One of our awesome bloggy neighbours, Raynor from The Shy Lion, was in the paper over the weekend. It was an article all about people who do things that defy gender stereotypes. They interviewed Raynor because, like me, he is a man who knits and crochets. Reading the article got me thinking about being a man and a crafter, and it reminded me of the friendly old lady and her less friendly husband.
It’s really interesting to see people’s reactions when I tell them I knit and crochet. Women usually love it. I’ve had mothers tell me I should sell knitted items for babies and I’ve even had old ladies ask me for help with their technique. Men tend to have more mixed reactions. Some guys think it’s cool (though perhaps a little bit quirky) but in my experience, the older the gentleman, the less comfortable they are with the idea of a guy who does something so… “feminine”. A good friend of mine once said “you’re pretty gay for a straight guy” and I think that sentence sums up a lot of people’s attitudes pretty accurately.
I find it strange how certain activities are considered to be either masculine or feminine. People always assume that Katie must have taught me to knit and crochet when in fact, it was the other way around. Despite the fact we are supposed to live in a time of gender equality, it seems many of us still base our perceptions of people on an outdated model of “male” and “female”. Knitting and crochet are seen as feminine activities (even though as little as 600 years ago, only men were taught how to knit!) and I like the fact that when people find out I crochet and knit, it makes them question their judgements, stereotypes and assumptions a little bit.
It makes me sad to think that these gender stereotypes, so deeply ingrained in our society, may hinder people from pursuing activities that they might really enjoy. I think the worst time for this is when we’re teenagers and we so badly just want to fit in. My Nanna taught me to knit when I was just a kid and I’m thankful that she got to teach me those skills before I became too self conscious about doing something that others might not think appropriate for “a big strong man.” I’m also really glad that Katie has always thought it was awesome, rather than girly or weird. Knitting and crocheting has become a massive part of who I am and if it hadn’t been for the supportive and open-minded people in my life, I may have been too afraid of judgement to try it.
It’s really encouraging to find other men who knit.
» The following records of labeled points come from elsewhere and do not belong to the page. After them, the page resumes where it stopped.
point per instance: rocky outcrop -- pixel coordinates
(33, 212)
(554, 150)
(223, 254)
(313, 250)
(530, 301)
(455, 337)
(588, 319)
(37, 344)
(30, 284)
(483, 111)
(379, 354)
It turns out, there are lots of us out there! Websites like Ravelry have made it a lot easier to find men who share the same hobby (such as my favourite man-bloggers Raynor, Robbie and Tony) and I hope that as time goes on, we’ll see more and more men in the craft world. After all, as Katie just pointed out to me, knitting as all about taking the fleece from a wild animal and using nothing but your bare hands and two sticks to create things for keeping yourself warm. What could be more “manly” than that?